Decir la verdad no es arrogancia

EN LAS NUBES

Por Carlos Ravelo Galindo

El presidente de México enumeró esta mañanera  los cinco momentos más difíciles en lo que va de su gobierno:

El “que más nos afectó”, la explosión en Tlahuelilpan,  Hidalgo, donde murieron 137 personas.

Dijo que el segundo caso fue la “amenaza unilateral de imponer aranceles a las mercancías mexicanas”.

Consideró que en tercer lugar  en, Culiacán, Sinaloa, una “guerra de cuatro horas”, en la que se tomaron “decisiones en circunstancias difíciles”.

En cuarto lugar “la lamentable tragedia de la familia Lebarón“. Tres mujeres y seis niños perdieron la vida. “Todo eso fue muy fuerte”.

El quinto otorgar el asilo en México al expresidente de Bolivia, Evo Morales, decisión apegada a nuestros principios.

Y aceptó que hay asignaturas pendientes como la inseguridad y la violencia“, que “se dejaron crecer mucho”.

“Sostengo mi optimismo en lo que percibo. En lo que recojo de la gente.  Hay muchas esperanzas en el pueblo”,  para  tener “un año más  y  dejar sentadas las bases de la transformación del país“.

Con sencillez y humildad lo reconoce el señor de Palacio Nacional.

En muchas ocasiones despreciamos a los demás por creernos superiores, más bellos, más inteligente o simplemente porque no nos sirven para alcanzar nuestros propósitos.

Sin darnos cuenta que a veces esa personas nos hacen un bien, del cual tal vez ni si quiera estemos conscientes.

Eso es  arrogancia, altanería, petulancia, altivez.

Al respecto un cuento sobre una  rosa y  un  sapo

Había una vez una rosa roja muy hermosa. Se sentía muy bien al saber que era, del jardín, la rosa más preciosa.

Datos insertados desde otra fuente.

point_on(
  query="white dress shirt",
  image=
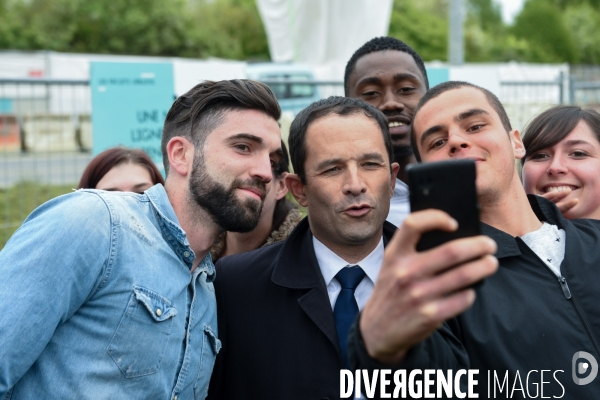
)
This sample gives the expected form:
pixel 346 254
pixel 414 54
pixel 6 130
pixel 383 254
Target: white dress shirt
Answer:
pixel 399 204
pixel 330 264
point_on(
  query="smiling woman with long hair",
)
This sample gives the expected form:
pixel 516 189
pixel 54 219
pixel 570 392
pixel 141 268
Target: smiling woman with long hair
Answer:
pixel 562 162
pixel 121 169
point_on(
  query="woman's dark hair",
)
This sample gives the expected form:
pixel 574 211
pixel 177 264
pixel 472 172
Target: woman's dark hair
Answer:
pixel 110 158
pixel 554 124
pixel 283 205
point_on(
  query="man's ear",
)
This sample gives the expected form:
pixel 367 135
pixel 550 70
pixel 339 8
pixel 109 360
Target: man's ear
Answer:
pixel 296 187
pixel 395 168
pixel 181 155
pixel 280 187
pixel 517 144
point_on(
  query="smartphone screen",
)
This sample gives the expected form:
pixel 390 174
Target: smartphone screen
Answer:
pixel 448 186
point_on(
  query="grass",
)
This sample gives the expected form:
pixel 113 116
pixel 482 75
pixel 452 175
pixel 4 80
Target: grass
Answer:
pixel 18 201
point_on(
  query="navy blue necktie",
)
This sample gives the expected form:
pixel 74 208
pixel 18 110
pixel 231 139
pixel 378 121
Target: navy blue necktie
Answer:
pixel 345 309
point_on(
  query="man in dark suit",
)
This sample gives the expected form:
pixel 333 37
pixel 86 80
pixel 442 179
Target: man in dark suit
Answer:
pixel 282 311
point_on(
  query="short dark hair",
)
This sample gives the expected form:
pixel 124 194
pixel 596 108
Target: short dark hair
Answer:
pixel 108 159
pixel 198 112
pixel 382 43
pixel 450 85
pixel 342 106
pixel 555 124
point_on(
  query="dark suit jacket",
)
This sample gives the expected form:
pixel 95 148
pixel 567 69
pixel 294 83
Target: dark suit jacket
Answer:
pixel 276 324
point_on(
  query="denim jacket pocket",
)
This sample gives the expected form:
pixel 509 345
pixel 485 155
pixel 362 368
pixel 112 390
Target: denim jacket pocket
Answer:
pixel 139 343
pixel 210 348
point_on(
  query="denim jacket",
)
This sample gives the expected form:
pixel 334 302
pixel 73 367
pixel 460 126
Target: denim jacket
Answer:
pixel 98 302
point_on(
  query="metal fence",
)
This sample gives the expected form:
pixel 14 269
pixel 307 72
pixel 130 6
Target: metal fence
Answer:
pixel 46 133
pixel 45 142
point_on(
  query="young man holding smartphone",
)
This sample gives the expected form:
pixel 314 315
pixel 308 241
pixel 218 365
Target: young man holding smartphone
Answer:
pixel 536 314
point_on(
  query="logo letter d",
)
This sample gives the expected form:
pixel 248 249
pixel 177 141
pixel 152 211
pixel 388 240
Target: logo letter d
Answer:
pixel 593 372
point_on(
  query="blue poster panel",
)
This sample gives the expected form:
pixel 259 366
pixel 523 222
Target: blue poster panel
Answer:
pixel 129 104
pixel 437 75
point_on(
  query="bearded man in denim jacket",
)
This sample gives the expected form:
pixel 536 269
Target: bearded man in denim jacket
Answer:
pixel 109 295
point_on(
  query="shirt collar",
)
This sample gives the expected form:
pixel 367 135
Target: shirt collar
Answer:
pixel 330 263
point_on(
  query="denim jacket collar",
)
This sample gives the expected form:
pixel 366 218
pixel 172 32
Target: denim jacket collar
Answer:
pixel 173 233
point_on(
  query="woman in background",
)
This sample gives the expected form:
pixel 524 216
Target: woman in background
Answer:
pixel 278 218
pixel 562 162
pixel 121 169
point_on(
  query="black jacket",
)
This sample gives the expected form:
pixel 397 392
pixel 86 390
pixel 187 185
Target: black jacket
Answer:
pixel 276 324
pixel 524 318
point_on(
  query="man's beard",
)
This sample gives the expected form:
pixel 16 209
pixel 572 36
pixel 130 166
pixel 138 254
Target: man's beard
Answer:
pixel 225 209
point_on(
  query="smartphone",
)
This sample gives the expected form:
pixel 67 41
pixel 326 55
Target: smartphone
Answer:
pixel 448 186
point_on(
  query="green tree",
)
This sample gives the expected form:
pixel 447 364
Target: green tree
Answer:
pixel 423 25
pixel 542 25
pixel 583 21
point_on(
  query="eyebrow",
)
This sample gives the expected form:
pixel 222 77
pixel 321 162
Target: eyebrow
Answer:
pixel 470 113
pixel 578 142
pixel 332 161
pixel 398 77
pixel 460 117
pixel 247 136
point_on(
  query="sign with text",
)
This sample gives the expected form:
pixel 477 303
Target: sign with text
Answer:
pixel 129 104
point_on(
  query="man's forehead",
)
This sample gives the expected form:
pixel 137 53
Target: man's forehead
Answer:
pixel 390 61
pixel 454 102
pixel 334 128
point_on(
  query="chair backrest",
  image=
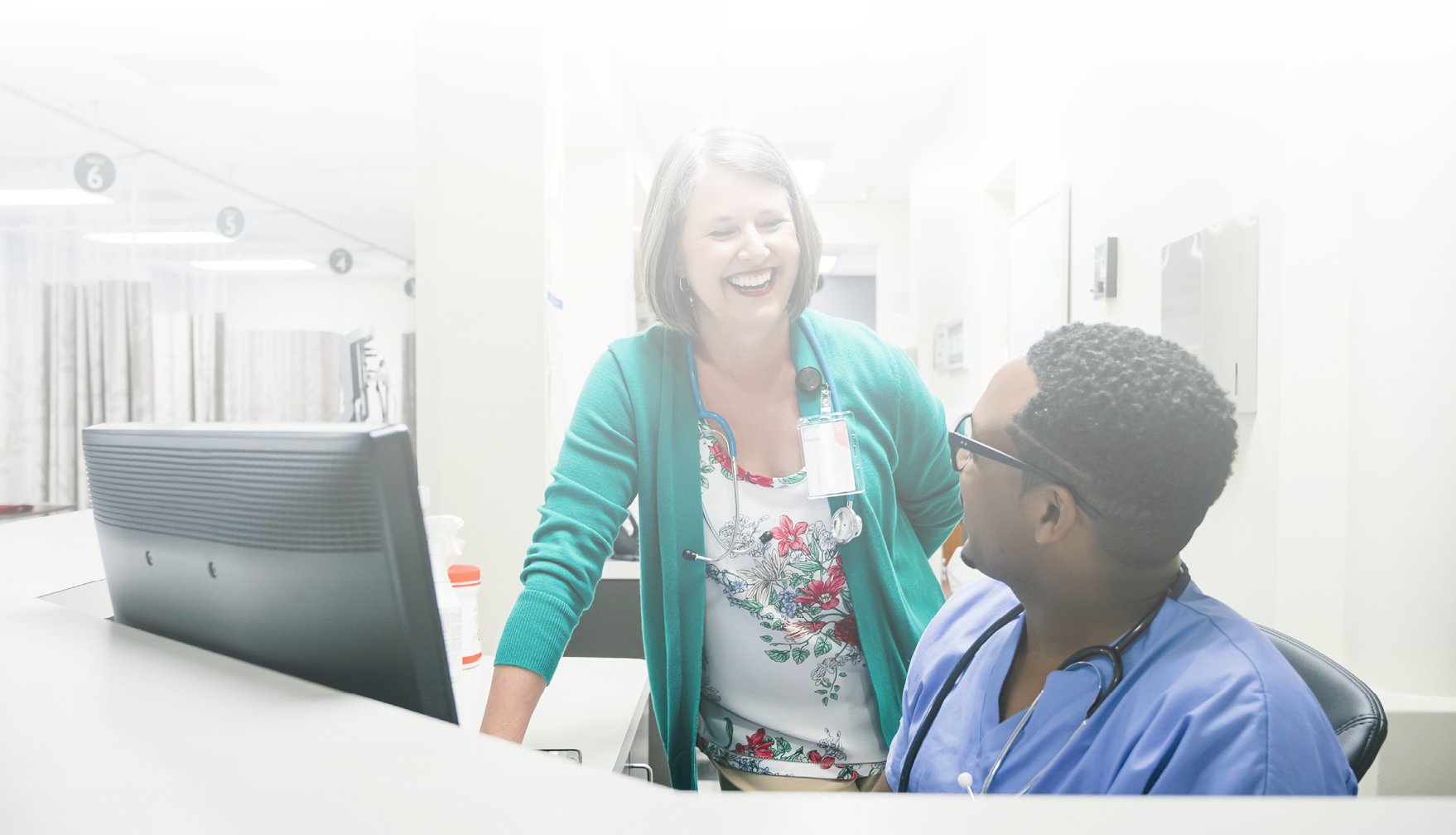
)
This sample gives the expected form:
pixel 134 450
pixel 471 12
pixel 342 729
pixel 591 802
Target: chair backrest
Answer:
pixel 1353 708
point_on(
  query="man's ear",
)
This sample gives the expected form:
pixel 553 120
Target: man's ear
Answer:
pixel 1058 514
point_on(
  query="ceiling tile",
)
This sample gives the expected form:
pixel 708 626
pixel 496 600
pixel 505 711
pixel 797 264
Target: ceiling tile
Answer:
pixel 280 31
pixel 880 132
pixel 745 84
pixel 245 99
pixel 645 17
pixel 376 123
pixel 286 124
pixel 870 152
pixel 393 143
pixel 389 28
pixel 932 17
pixel 70 70
pixel 666 51
pixel 785 109
pixel 28 36
pixel 903 80
pixel 793 48
pixel 335 145
pixel 343 67
pixel 360 96
pixel 679 111
pixel 918 48
pixel 890 109
pixel 674 84
pixel 224 149
pixel 140 32
pixel 798 133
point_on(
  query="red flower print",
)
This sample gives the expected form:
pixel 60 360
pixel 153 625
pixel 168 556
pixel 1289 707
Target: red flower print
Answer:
pixel 743 474
pixel 846 631
pixel 788 533
pixel 756 744
pixel 823 593
pixel 795 630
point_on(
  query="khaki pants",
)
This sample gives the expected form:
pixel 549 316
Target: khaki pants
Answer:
pixel 734 780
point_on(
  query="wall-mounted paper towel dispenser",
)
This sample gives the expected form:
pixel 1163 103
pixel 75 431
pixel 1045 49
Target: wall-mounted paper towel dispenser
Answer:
pixel 1212 303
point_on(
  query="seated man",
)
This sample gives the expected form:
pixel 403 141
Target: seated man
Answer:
pixel 1085 660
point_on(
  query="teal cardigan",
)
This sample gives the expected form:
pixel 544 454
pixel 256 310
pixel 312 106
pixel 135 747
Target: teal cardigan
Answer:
pixel 635 433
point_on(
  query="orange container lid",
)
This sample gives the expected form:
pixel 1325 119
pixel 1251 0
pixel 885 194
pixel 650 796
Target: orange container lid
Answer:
pixel 462 573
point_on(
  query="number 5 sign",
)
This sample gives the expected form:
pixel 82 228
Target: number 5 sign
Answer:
pixel 95 172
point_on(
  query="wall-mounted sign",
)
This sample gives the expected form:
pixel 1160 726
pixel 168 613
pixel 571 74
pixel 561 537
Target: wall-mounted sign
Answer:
pixel 232 222
pixel 95 172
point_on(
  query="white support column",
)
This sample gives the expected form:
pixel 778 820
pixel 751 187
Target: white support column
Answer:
pixel 489 121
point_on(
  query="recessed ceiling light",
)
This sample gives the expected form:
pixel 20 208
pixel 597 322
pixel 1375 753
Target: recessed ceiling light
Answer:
pixel 156 238
pixel 255 266
pixel 51 197
pixel 808 171
pixel 795 15
pixel 69 6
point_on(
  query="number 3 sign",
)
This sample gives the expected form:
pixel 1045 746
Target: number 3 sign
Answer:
pixel 95 172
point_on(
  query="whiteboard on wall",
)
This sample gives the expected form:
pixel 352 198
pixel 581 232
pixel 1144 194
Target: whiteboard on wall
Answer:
pixel 1039 293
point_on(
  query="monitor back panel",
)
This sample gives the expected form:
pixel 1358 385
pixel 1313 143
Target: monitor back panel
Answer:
pixel 297 550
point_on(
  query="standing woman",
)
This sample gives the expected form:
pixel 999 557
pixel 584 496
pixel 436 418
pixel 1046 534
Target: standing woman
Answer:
pixel 774 643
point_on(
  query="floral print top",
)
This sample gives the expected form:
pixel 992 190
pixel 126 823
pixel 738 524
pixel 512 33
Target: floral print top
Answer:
pixel 785 685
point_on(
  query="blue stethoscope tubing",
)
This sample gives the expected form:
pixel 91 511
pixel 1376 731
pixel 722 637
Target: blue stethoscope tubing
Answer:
pixel 733 445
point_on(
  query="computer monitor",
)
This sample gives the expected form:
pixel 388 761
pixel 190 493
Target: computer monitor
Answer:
pixel 296 547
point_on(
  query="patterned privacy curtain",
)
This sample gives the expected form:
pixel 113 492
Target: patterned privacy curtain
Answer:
pixel 282 376
pixel 70 356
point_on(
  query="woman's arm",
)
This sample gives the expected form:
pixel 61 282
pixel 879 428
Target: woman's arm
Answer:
pixel 514 693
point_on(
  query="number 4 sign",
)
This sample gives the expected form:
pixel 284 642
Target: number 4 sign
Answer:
pixel 95 172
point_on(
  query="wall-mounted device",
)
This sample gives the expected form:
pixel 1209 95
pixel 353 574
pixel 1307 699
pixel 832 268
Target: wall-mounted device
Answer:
pixel 1104 268
pixel 1212 303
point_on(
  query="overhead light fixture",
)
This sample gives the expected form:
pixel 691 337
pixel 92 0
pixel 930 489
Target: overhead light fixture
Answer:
pixel 156 238
pixel 255 266
pixel 84 6
pixel 808 171
pixel 795 15
pixel 51 197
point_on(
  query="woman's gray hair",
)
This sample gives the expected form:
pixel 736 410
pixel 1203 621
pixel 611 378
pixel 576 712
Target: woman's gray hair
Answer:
pixel 731 146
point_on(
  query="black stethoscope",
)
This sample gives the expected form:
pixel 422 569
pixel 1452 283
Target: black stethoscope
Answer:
pixel 1112 653
pixel 845 524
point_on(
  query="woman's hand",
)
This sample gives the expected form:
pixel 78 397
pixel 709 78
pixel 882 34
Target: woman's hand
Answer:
pixel 514 693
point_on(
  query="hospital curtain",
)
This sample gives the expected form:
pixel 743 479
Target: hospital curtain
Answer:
pixel 70 356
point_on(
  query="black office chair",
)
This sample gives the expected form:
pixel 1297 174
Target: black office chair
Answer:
pixel 1352 707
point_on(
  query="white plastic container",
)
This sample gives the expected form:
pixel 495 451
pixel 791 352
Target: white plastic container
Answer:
pixel 439 533
pixel 466 581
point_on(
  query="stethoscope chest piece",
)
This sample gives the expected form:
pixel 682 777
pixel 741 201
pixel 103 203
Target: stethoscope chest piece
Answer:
pixel 845 525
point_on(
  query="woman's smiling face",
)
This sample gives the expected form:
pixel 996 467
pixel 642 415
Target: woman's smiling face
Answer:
pixel 740 251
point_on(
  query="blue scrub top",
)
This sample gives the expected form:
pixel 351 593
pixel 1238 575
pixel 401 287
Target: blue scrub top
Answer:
pixel 1208 706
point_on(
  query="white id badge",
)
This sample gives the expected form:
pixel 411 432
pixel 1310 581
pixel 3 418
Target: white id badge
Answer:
pixel 830 455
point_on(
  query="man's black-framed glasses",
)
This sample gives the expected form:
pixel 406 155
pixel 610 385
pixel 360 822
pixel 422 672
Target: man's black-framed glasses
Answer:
pixel 966 447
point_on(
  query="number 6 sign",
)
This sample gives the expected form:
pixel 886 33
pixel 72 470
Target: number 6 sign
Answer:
pixel 95 172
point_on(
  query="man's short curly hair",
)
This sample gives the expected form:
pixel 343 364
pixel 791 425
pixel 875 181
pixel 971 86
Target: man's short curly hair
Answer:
pixel 1137 426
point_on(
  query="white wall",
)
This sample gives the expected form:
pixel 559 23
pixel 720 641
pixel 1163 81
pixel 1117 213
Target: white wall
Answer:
pixel 1164 118
pixel 885 224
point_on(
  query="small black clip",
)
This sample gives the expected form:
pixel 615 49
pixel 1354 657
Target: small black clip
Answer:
pixel 808 379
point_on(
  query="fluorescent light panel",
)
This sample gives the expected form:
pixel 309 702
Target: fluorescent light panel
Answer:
pixel 51 197
pixel 84 6
pixel 156 238
pixel 795 15
pixel 808 171
pixel 255 266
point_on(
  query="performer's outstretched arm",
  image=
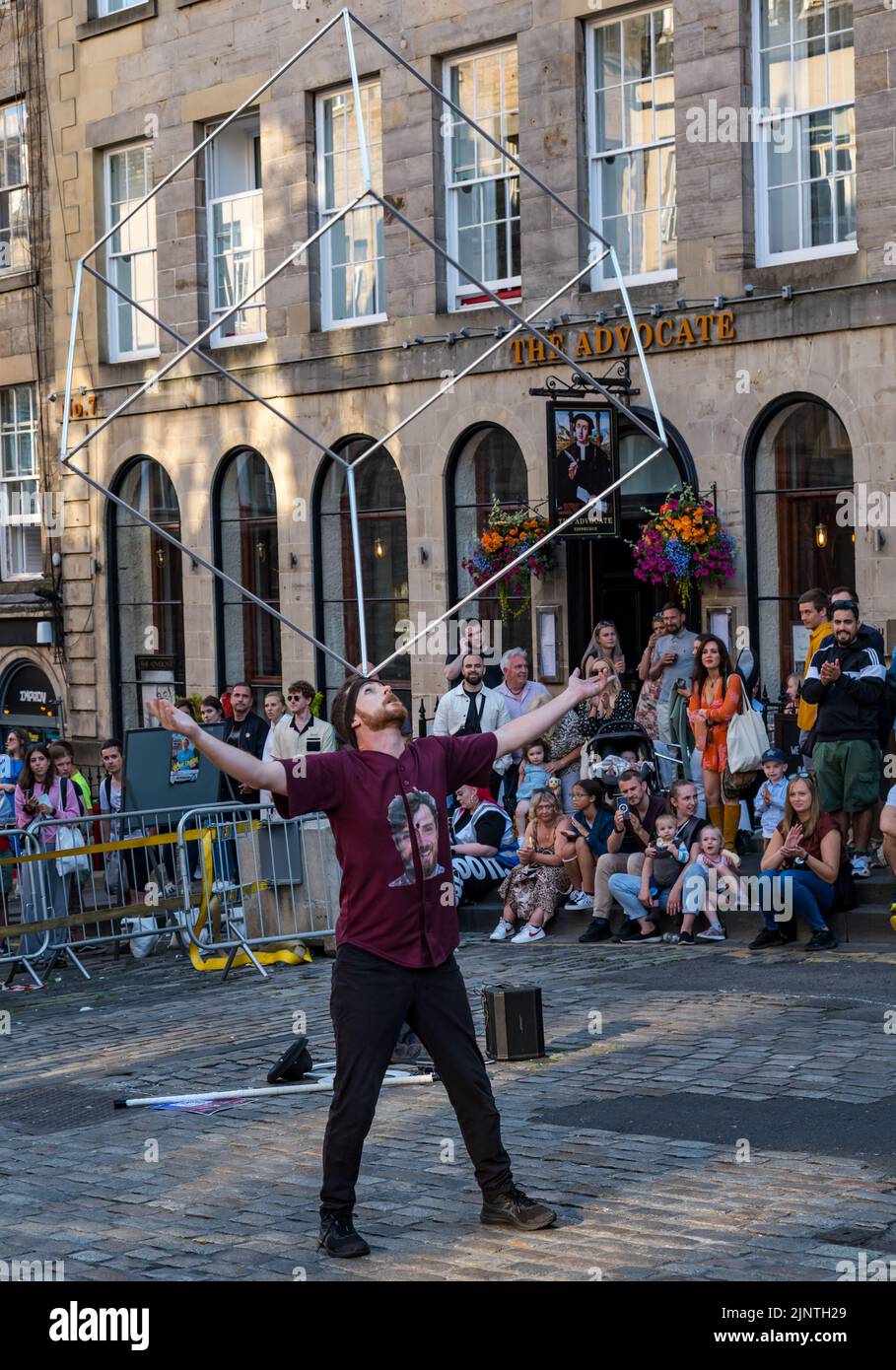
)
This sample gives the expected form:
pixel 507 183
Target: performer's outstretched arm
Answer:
pixel 525 729
pixel 241 766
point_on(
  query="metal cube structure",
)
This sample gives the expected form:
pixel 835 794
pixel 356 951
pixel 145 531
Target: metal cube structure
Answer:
pixel 368 197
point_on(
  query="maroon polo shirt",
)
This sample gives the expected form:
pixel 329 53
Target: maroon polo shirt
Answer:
pixel 390 826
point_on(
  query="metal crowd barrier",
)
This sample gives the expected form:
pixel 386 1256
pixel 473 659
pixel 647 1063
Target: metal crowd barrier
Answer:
pixel 218 880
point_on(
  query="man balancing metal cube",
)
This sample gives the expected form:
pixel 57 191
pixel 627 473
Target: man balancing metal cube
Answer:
pixel 397 924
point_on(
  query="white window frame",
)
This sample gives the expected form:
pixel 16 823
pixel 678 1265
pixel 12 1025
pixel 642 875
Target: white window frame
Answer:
pixel 211 200
pixel 10 518
pixel 105 7
pixel 761 169
pixel 456 294
pixel 20 185
pixel 326 213
pixel 116 354
pixel 597 280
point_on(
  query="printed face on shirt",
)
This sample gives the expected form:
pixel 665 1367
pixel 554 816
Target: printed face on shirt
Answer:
pixel 425 824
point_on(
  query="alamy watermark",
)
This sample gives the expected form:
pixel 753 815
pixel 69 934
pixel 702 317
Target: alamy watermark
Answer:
pixel 717 122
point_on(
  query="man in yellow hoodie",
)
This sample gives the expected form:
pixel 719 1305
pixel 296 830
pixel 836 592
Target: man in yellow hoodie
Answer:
pixel 812 607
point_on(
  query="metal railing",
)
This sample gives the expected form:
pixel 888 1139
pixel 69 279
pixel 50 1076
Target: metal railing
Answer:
pixel 218 881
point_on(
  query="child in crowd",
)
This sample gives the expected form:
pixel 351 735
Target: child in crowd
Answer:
pixel 772 797
pixel 531 777
pixel 716 871
pixel 663 860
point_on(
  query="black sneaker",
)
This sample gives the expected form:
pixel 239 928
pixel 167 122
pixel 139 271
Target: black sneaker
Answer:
pixel 768 937
pixel 596 930
pixel 514 1208
pixel 339 1236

Sin embargo, se daba cuenta de que las personas la veían de lejos.

Se fijó entonces que al lado de ella siempre había un sapo grande oscuro y feo, y por eso  nadie se acercaba.

Por lo que, muy enojada, le ordenó al sapo que se fuera de inmediato y que no quería verlo más cerca de ella.

El sapo muy obediente le dijo: está bien, si así lo quieres me voy.

Un tiempo después el sapo pasó por donde estaba la rosa y se sorprendió bastante al ver a la rosa totalmente marchita. Casi sin hojas y ni pétalos.

Entonces le preguntó ¿Qué te pasó? ¡Vaya que te ves mal!

La rosa le contestó:

Sucede que desde que te fuiste las hormigas se comen mis hojas y mis pétalos todos los días.

El sapo solo le dijo:

Yo era tu protección. Nadie te molestaba.

Cuando  estaba aquí contigo, era yo quien me comía a las hormigas y por eso no llegaban hasta ti.

Tú, eres la rosa o el sapo. Es pregunta inocua. De ninguna manera inicua.

Una historia más. Ambas de Jessica Quiñonez. Gracias.

Viva la arrogancia con el diablo

De ninguna manera podemos menospreciar  esta “historia” que nos platica una  dama, con delicadeza.

Tres hombres llegan al  infierno,  juntos.  Un alemán, un gringo y un mexicano.

El diablo los esperaba.  Les dijo:

Voy a dar una oportunidad de irse al cielo al que pase estas tres pruebas:

  1. Matar a un león a cachetadas,
  2. hacer el amor con una mujer seis veces y
  3. tomar 2 litros de tequila.

Primero entra el alemán con sus aires de grandeza y le pide:

A ver tráiganme a la mujer. Y empiezan: 1, 2, 3, y sale en grito: ¡¡¡Ya no puedo más!!! ¡¡¡

Te quedas en el averno, le dice el diablo.

Después entra el gringo: a ver  tráiganme al león.

Lo encierran en la jaula, y se oye: grrr, grrr, grrr, grrr, grrr, grrr.

Al poco rato sale: ¡¡¡Ya no puedo más!!! ¡¡¡

Te quedas en el infierno.  Le dice el diablo.

Y al final,  entra el último, para no repetir su origen:

Estos tontos, empezaron por lo más difícil, a ver, ¿dónde está el tequila?

Lo llevan a la bodega y se toma  dos  litros de tequila, sale  bien borracho y le pide a don diablo:

A ver, tráiganme al león.

Lo encierran con el felino  y se oye: grrr, grrr, grrr, grrr, grrr.

Al rato se escucha:

¡¡¡Miiiiaaaaauuuuu!!! ¡¡¡Miiiiaaaaauuuuu!!! ¡¡¡Miiiiaaaaauuuuu!!!

Poco después sale el paisano, aun borracho y pregunta:

¿Dónde está la mujer a la que hay que matar a cachetadas?